Já contei em post anterior que nós levamos mais de dois anos para encontrar um Kindergarten para o Samuel. Após visitar alguns, conversar com mães e educadoras, tentar entender os sistemas de educação infantil na Alemanha e refletir sobre o que tinha visto, escolhemos um Kindergarten privado, pequeno, localizado no meio de um idílico parque, que fora fundado por uma iniciativa de pais em 1971.

É um Kindergarten privado, mas sem fins lucrativos, administrado pelos pais cujos filhos lá estudam. Da gestão financeira às reformas no prédio, da organização das festas à preparação do café da manhã das crianças, da seleção das educadoras à limpeza quando a faxineira tira férias, tudo é organizado e realizado por nós, pais. O Kindi, como é carinhosamente chamado, vive, portanto, do engajamento das famílias. Tem funcionado: nas turmas mais recentes, algumas crianças já são filhas de ex-alunos, que retornam não só por conta de suas boas lembranças, mas por confiarem nos métodos pedagógicos, na maneira democrática como a instituição se estrutura e por valorizarem sua participação na vida escolar dos filhos. Acima de tudo, por confiarem também nas educadoras, que estão lá há anos: Tarja, uma senhora finlandesa, há quase quarenta, Helga, há dezessete e Ina, que trabalha menos horas por semana, há quatro. Quando Tarja se aposentar, entrará em seu lugar a Cosima, que está em formação com estágio prático conosco e cujo filho era aluno até 2011. (Cosima era designer gráfica e decidiu mudar de profissão após se apaixonar pela vivência na escolinha.)  Esta estabilidade na equipe eu não encontrei em nenhum outro Kindergarten que visitei durante minha longa busca pela escola ideal.

foto kindi mini

E meu objetivo era encontrar a escola ideal não só para nosso filho, mas para nossa família.

A cada três semanas, há reunião de pais. Na penúltima, a pedido das professoras, os pais presentes se juntaram para pensar e listar quais valores queremos que sejam transmitidos por elas durante os anos de Kindergarten. Houve a oportunidade de discutir em pequenas rodas e colocar no papel o que a nós, famílias, parece fundamental, essencial, que uma criança pequena receba de sua segunda casa. As conclusões do time serão apresentadas na próxima reunião.

Meu marido e eu sabemos mais ou menos o que julgamos importante e inclusive conversamos sobre alguns dos valores com parte da equipe e com pais que ocupam os cargos mais administrativos, durante o processo de seleção da escola. Porém devo admitir que fui um tanto pega de surpresa pelo pedido das professoras. Uma surpresa boa, claro.

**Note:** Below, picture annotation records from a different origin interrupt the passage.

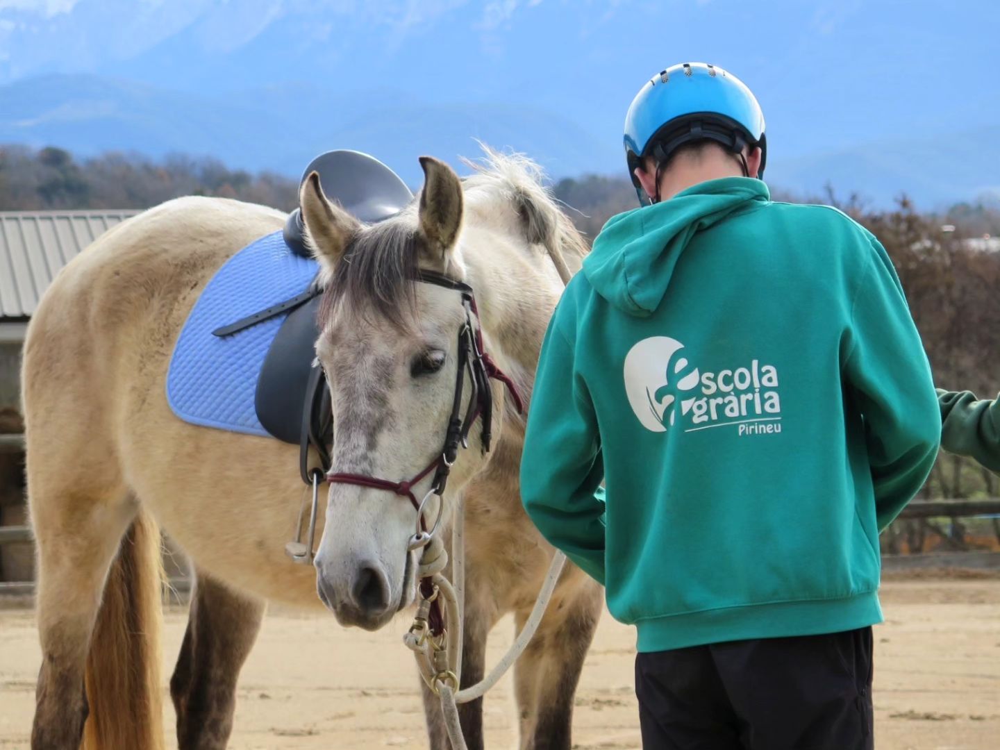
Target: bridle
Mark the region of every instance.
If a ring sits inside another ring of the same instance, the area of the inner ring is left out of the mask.
[[[367,476],[365,474],[353,474],[350,472],[330,472],[326,475],[326,481],[330,484],[353,484],[359,487],[367,487],[375,490],[392,492],[400,497],[409,498],[410,503],[417,511],[416,530],[410,537],[407,545],[407,552],[426,547],[430,544],[434,535],[441,525],[444,514],[443,496],[445,487],[448,484],[448,477],[451,469],[458,460],[459,447],[469,447],[469,433],[477,419],[482,419],[481,443],[483,453],[488,453],[492,442],[493,429],[493,389],[490,380],[498,380],[503,383],[510,397],[514,400],[514,406],[518,412],[524,411],[524,403],[517,392],[514,381],[504,373],[493,361],[490,355],[484,351],[483,334],[479,319],[479,310],[476,307],[476,297],[472,287],[461,281],[448,278],[442,274],[430,271],[418,271],[414,281],[431,284],[443,289],[456,291],[462,295],[462,307],[465,309],[465,321],[458,331],[458,366],[455,375],[455,395],[452,400],[451,416],[448,418],[448,428],[445,432],[444,445],[440,455],[436,456],[420,473],[412,479],[393,482],[389,479]],[[473,323],[475,316],[475,324]],[[465,407],[465,416],[462,416],[462,403],[465,391],[466,376],[470,383],[471,392]],[[413,493],[413,488],[423,481],[431,472],[434,478],[431,480],[430,489],[422,500],[417,500]],[[437,517],[431,526],[427,528],[424,511],[428,501],[437,496],[438,511]],[[429,579],[420,581],[420,586],[425,598],[432,596],[431,583]],[[444,623],[440,617],[438,608],[432,609],[431,631],[443,630]]]

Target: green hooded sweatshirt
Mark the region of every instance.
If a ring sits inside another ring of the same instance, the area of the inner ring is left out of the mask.
[[[976,399],[970,391],[938,389],[941,404],[941,447],[969,456],[1000,473],[1000,396]]]
[[[881,621],[878,534],[940,434],[875,237],[726,178],[594,242],[546,335],[521,492],[640,651],[830,633]]]

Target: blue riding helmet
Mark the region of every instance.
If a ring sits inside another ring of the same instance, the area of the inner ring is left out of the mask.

Em primeiro lugar, porque as vivências infantis (como as da vida adulta) se dão num continuum. Uma criança sabe, obviamente, separar o que é da escola e o que é de casa – porém isto se dá em algum grau, e não perfeitamente, como o é para um adulto. Por exemplo, meu filho jamais falou português na escola, pois sabe que por lá o território é alemão. Lá, ele não se recusa a usar seus “Hausschuhe”, sapatinhos confortáveis usados exclusivamente dentro de casa e no Kindergarten (alemão não entra em casa com os sapatos da rua). Já em casa, é uma briga para ficar de meia… No entanto, crianças que são difíceis para comer (que se recusam a comer legumes e verduras, por exemplo) freqüentemente passam a aceitar melhor uma alimentação variada após iniciarem o Kindergarten, onde a oferta de legumes e frutas é diária, guloseimas não fazem parte da rotina e os amigos demonstram prazer em comê-los. Esta habilidade aprendida em grupo é levada então para casa.

Quando falamos de valores, estes substantivos abstratos, então, acredito que a continuidade entre vida familiar e vida no Kindergarten é importantíssima. Respeito por si mesmo (suas ideias, seu corpo), pelo outro e pela natureza, disposição para ouvir o outro, resolução de conflitos pelo diálogo, valorização da curiosidade, da vontade de aprender e da perseverança, preferir fazer o que é mais certo e não o que é mais cômodo ou rápido, solidariedade, amizade, consideração – são exemplos de valores que gostaria de incutir em meu filho. Saber que posso contar com a disposição da escola em conhecer o que é importante para mim e, especialmente, promovê-los é inestimável.

Especialmente quando nos deparamos com tantas notícias tristes de desvios de conduta e crimes ocorrendo dentro de instituições que existem apenas para servir e zelar pelos cidadãos.

Uma sociedade melhor – em que o respeito ao outro e ao que é do outro são centrais e valem para TODOS – só tomará corpo, de verdade, se a transformação começar por nós, mães e pais. Minha humilde sugestão de primeiro passo: dar-se um tempo e colocar no papel quais destes substantivos abstratos são indispensáveis como legado a seus (nossos) filhos, desde sempre em suas vidas. E ter a lista sempre na lembrança, dando um norte a nossas escolhas.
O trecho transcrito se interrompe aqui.